Twice the Tea: Brewing Tea Multiple Times
After you’ve brewed a pot or cup of tea, it can feel wasteful to simply dump your leaves and start again. The good news is that many teas can be steeped multiple times! While loose leaf tea is an affordable luxury, you can probably stretch your tea much further than you think. Whether you just want to make the most of your tea or are curious about how tea changes with each infusion, steeping your tea multiple times can be a great way to explore new flavors and characteristics of your favorite teas.
How to Brew Multiple Infusions
If you’re looking to brew a second cup or pot with the same leaves, there are a few things to take into consideration to make sure that you end up with a tasty and flavorful tea, rather than a weak or bitter cup.
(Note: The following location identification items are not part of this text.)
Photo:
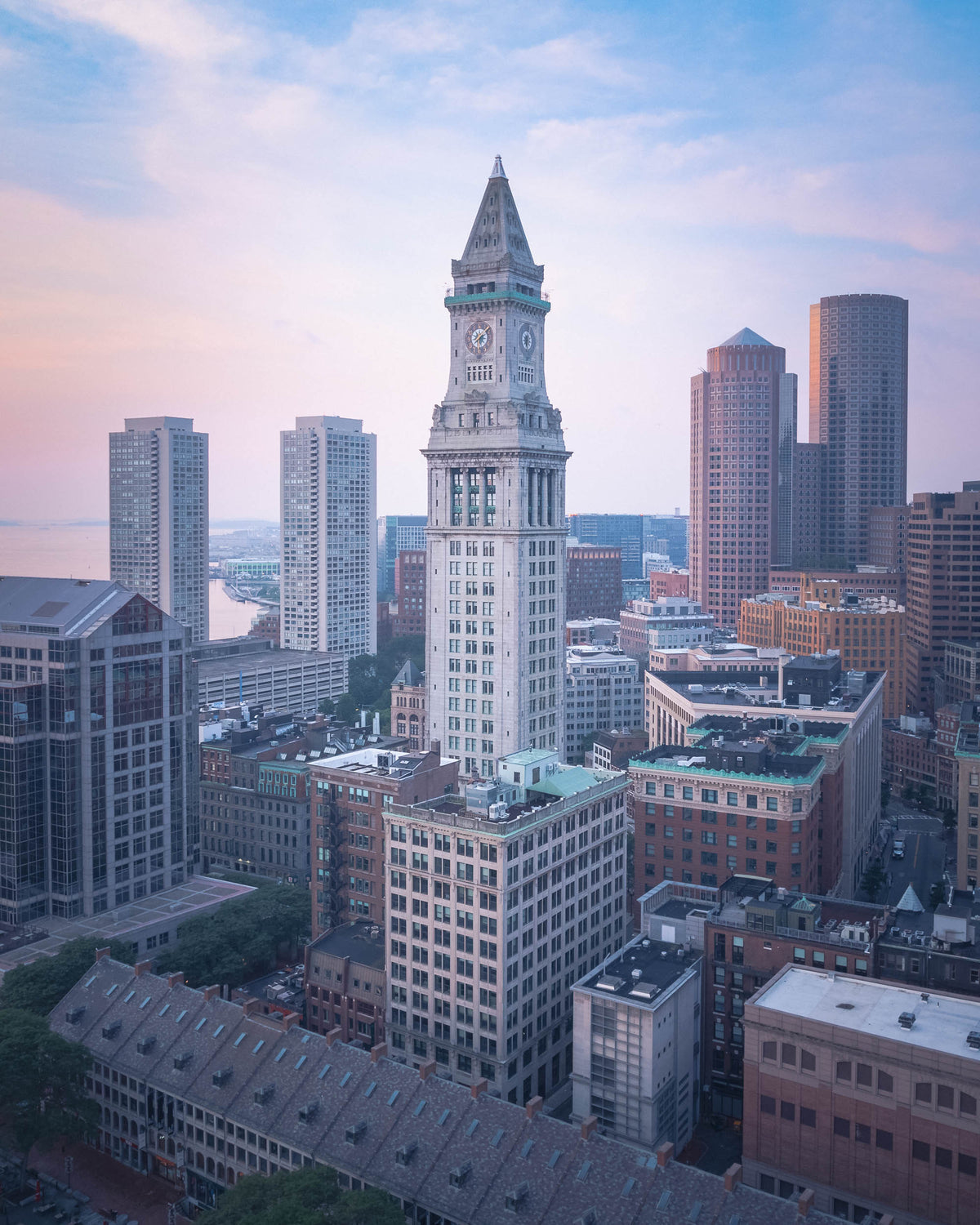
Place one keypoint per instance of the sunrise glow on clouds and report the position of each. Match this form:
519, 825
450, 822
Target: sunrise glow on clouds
244, 212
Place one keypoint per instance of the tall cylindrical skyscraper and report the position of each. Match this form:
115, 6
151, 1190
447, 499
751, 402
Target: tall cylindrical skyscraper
859, 399
735, 424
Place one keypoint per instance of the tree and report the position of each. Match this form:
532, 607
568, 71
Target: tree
42, 1085
874, 880
242, 938
303, 1197
39, 987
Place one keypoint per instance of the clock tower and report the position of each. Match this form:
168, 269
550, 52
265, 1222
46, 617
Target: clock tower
495, 541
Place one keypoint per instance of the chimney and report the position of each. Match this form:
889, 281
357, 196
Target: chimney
733, 1176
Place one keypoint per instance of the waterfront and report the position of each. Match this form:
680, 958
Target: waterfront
63, 550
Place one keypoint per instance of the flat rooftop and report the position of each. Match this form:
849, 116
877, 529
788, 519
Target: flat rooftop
183, 902
872, 1007
641, 972
363, 942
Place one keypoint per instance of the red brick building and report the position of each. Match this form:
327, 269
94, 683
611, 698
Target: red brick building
866, 1092
409, 593
350, 795
345, 982
669, 583
593, 582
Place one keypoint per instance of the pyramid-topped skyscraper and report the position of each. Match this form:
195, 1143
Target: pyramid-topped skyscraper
495, 622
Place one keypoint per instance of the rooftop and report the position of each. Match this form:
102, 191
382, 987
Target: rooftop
411, 1132
746, 336
196, 896
872, 1007
641, 972
362, 942
58, 605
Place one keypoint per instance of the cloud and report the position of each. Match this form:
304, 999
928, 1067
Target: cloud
293, 200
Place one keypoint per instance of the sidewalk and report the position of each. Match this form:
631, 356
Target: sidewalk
109, 1185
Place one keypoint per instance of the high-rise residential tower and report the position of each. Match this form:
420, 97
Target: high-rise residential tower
859, 364
495, 621
735, 468
98, 749
158, 516
328, 537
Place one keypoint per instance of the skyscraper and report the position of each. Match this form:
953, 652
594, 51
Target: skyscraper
942, 586
495, 621
859, 362
98, 749
158, 516
328, 537
735, 465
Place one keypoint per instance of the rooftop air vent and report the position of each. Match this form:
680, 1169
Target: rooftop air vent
404, 1154
516, 1197
460, 1175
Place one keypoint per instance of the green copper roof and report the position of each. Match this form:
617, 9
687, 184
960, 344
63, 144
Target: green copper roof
745, 337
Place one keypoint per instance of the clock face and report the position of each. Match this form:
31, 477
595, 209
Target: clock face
479, 338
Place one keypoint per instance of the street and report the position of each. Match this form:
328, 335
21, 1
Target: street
924, 862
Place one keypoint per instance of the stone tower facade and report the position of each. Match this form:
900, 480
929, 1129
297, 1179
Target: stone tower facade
495, 620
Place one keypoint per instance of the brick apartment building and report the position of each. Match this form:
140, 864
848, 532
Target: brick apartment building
735, 803
866, 1092
669, 585
840, 712
345, 982
943, 587
352, 793
593, 581
751, 931
409, 593
408, 707
869, 634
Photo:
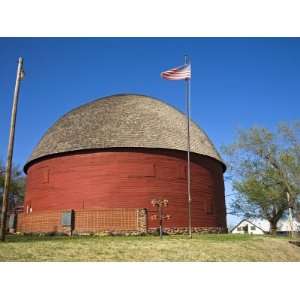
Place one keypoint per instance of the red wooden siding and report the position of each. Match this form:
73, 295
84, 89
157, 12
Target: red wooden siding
130, 179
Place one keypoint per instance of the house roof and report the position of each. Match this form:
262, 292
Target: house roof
247, 220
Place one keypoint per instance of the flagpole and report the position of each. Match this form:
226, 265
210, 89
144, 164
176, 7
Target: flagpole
188, 92
10, 150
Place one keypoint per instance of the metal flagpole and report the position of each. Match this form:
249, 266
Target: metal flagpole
188, 92
290, 215
10, 150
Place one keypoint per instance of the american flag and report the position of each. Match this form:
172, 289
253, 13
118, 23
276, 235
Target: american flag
179, 73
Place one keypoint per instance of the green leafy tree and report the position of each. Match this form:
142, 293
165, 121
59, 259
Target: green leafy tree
264, 166
17, 186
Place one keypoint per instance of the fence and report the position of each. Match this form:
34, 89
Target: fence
83, 221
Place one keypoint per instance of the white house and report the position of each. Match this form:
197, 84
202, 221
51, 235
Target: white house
260, 226
247, 226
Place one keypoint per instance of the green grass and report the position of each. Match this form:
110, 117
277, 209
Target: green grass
205, 247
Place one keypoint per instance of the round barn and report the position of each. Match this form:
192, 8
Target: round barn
121, 152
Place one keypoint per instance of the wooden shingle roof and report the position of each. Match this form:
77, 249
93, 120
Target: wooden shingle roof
123, 120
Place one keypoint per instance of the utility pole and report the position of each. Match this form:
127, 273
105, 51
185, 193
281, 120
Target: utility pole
20, 76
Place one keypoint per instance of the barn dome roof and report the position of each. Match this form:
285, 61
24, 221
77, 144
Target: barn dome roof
123, 120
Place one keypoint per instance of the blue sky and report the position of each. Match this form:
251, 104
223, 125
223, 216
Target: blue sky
236, 82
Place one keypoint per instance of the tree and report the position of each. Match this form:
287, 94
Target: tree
264, 166
17, 186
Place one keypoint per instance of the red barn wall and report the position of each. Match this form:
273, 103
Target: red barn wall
129, 179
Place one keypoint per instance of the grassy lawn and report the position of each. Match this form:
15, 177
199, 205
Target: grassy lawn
207, 247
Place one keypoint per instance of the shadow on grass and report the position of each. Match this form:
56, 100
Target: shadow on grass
199, 237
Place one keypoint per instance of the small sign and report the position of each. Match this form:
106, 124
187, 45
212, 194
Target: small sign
66, 218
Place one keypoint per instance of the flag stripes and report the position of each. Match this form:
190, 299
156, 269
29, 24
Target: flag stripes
179, 73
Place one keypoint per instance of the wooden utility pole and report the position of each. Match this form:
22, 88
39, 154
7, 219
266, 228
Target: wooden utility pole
20, 75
When heating your water, you should heat it to the same temperature that you used for your first infusion. When timing how long to steep the leaves for, we recommend adding one to two minutes to the steep time for each successive infusion. Every tea responds differently to multiple infusions, and different people have different preferences for how strong they like their tea! Try experimenting with different steep times and multiple infusions to find what works best for you. There are often subtle differences in flavor with each successive infusion, and some teas can even be infused four or five times!
Cups, Pots, and More
If you’re looking to steep your tea more than once, you can usually use the same pot or cup you used for the first infusion. Teapots with built-in infusers are a great choice to brew loose leaf tea in, as are infusers and filters that you can set right in a cup.
If you’re looking to step up your tea game, you can also used pots and sets that are specially designed to be conducive to multiple infusions. These include yixing clay pots, small pots perfect for successive steepings of Chinese black, pu-erh, and oolong teas, and kyusu, Japanese pots designed for multiple infusions of Japanese green tea. Ultimately, whatever pot or cup you decide on is a matter of personal preference!
People have been preparing and enjoying multiple infusions of tea for hundreds (if not thousands!) of years. Chinese tea brewing methods like Gongfu Cha place a special emphasis on steeping tea multiple times, often with very short, seconds-long infusions in a small pot made of yixing clay. Each infusion reveals different nuances in the taste and character of the tea. Loose leaf green tea is also often prepared with multiple infusions in Japan.
Best Teas for Multiple Infusions
While you can infuse any tea multiple times, some teas hold up better after multiple steeps than others. In general, we recommend black, green, oolong, and pu-erh teas for multiple infusions. But if you’re curious about what a second steeping might taste like for another tea, feel free to experiment! Here at ArtfulTea, we’re of the firm belief that any cup of tea is a good cup as long as you enjoy drinking it.
Oolong teas are often specially designed to be infused multiple times, with the tightly-rolled leaves continuing to unfurl the longer you steep them for. Oolong teas can be infused many times without loosing flavor, and become mellower and more floral over time. We recommend the Milk Oolong and Jade Song Oolong for a classic, unflavored tea that you can infuse many times over. For a flavored cup, we enjoy the Ginseng Oolong for a beautiful oolong tea with a touch of sweetness and spice.
If you’re looking to infuse a green tea multiple times, we recommend Japanese green teas. Sencha can be infused two to three times before loosing its characteristic grassy flavor. For green tea with a traditional twist, try the Genmaicha, a Japanese green tea with toasted rice kernels and rich, nutty flavor.
Pu-erh teas are aged and fermented for several years, resulting in a deep, dark colored brew with a rich, intoxicating flavor. Pu-erh teas can be steeped many times without losing their flavor. For a classic, unflavored cup, we recommend the organic Leaf Pu-erh, which has been aged for three years. If you’re looking for a flavored cup, the Caramel Pu-erh is a deep, rich, and slightly sweet tea that holds up well over multiple infusions.
Many black teas can be infused a second time, resulting in a lighter, mellower cup. For second infusions, we recommend Indian black teas, which usually have enough heartiness to allow for a flavorful second steep. Irish Breakfast is a classic breakfast blend with a rich, malty flavor, while Assam is a robust Indian black tea that holds up well under a second infusion.
If you’re curious about infusing tea multiple times, it can be a quick and easy way to make the most out of loose leaf tea while also exploring the depth and nuance of tea flavors!